Monika Spona-L‘herminez, die von der Lebenshilfe im Kreis Viersen kommt, wird innerhalb des Vorstandes der Lebenshilfe NRW nun insbesondere ihre Erfahrungen als Mensch mit Behinderung einbringen. Bisher engagiert sie sich im Lebenshilfe Rat NRW als Interessensvertreterin für Menschen mit Behinderung.

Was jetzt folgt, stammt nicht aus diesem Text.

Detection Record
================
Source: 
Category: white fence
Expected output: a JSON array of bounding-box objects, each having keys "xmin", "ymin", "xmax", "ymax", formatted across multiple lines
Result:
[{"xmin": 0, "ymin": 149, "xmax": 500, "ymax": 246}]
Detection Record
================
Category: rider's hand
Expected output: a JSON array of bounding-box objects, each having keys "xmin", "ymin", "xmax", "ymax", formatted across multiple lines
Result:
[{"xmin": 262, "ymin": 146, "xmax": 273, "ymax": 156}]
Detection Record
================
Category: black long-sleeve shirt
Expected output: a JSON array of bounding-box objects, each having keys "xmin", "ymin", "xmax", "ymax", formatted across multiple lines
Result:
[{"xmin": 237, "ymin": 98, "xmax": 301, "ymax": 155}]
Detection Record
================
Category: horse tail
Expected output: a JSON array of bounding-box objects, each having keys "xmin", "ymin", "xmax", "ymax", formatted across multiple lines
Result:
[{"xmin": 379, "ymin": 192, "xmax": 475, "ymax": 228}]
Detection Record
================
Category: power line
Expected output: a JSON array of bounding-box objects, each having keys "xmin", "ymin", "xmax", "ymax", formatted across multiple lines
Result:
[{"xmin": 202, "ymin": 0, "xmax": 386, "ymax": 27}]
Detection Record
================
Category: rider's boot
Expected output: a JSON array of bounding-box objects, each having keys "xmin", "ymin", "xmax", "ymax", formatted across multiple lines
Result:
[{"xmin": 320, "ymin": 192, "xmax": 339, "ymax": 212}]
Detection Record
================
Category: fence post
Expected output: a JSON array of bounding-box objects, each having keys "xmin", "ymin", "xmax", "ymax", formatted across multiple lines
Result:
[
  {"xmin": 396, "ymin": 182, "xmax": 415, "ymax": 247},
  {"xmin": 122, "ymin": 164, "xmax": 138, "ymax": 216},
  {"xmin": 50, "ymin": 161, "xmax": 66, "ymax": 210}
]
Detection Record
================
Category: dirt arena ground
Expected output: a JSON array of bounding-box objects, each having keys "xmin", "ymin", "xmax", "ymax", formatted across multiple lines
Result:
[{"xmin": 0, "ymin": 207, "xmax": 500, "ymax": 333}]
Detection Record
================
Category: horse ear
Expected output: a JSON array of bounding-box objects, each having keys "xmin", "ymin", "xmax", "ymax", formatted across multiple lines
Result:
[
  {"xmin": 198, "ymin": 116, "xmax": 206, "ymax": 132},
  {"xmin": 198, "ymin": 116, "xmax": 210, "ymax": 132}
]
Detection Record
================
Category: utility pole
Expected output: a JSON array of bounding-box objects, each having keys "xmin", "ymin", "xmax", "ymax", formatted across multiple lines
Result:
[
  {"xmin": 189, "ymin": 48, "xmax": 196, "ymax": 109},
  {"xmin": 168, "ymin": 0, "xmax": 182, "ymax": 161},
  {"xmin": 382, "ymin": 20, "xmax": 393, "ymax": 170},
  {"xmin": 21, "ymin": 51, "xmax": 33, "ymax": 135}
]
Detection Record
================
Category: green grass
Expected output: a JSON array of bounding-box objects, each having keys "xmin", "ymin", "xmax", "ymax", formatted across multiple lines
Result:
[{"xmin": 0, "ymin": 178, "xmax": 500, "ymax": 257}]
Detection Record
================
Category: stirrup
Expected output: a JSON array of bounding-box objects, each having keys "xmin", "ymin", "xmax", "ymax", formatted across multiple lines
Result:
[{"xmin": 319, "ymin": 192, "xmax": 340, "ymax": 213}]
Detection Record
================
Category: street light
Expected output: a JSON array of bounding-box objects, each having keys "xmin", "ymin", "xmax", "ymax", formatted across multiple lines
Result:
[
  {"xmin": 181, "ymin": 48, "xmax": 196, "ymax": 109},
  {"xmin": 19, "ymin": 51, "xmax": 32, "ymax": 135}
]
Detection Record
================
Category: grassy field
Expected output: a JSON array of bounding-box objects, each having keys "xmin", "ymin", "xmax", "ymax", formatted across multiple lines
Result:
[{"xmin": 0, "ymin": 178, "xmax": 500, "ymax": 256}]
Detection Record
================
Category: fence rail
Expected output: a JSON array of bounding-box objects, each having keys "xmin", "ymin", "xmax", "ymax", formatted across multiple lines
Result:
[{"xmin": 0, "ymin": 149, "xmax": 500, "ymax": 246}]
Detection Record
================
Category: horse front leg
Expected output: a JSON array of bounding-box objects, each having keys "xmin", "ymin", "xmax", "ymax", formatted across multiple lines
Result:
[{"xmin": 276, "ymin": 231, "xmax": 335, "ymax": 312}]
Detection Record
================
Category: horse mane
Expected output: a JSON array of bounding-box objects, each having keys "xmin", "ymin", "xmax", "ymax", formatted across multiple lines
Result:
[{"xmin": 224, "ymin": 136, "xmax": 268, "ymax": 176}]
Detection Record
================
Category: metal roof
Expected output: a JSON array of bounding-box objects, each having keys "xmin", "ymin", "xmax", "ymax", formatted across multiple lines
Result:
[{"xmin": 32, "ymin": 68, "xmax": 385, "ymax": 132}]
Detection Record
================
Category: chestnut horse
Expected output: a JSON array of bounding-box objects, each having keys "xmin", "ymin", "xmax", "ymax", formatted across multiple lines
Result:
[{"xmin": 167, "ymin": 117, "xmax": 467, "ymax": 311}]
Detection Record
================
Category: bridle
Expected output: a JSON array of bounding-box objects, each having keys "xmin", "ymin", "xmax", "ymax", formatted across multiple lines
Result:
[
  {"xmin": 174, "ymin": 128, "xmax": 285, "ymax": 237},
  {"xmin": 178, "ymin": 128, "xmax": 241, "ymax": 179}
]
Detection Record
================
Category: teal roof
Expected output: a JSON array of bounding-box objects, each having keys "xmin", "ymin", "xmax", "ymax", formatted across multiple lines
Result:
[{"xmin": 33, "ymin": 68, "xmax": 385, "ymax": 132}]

Der Landesvorsitzender Prof. Dr. Gerd Ascheid, der seit 2018 Landesvorsitzender ist, wurde wiedergewählt. Neue stellvertretende Landesvorsitzende wurden Georg Droste (Lebenshilfe Lübbecke) und die Landtagsabgeordnete Eva Lux (Lebenshilfe Leverkusen).

Die Landesdelegiertenversammlung und die Neuwahl des Landesvorstandes erfolgten aufgrund der Covid19-Pandemie ein Jahr später als vorgesehen und mit 3G-Regel, da eine Delegiertenversammlung 2020 nicht durchführbar war. „Wir haben auf die Impfungen gehofft“, sagte Landesvorsitzender Ascheid, der sich über die zahlreichen anwesenden Delegierten freute.

Erstmals wurde die Delegiertenversammlung auch als Stream angeboten.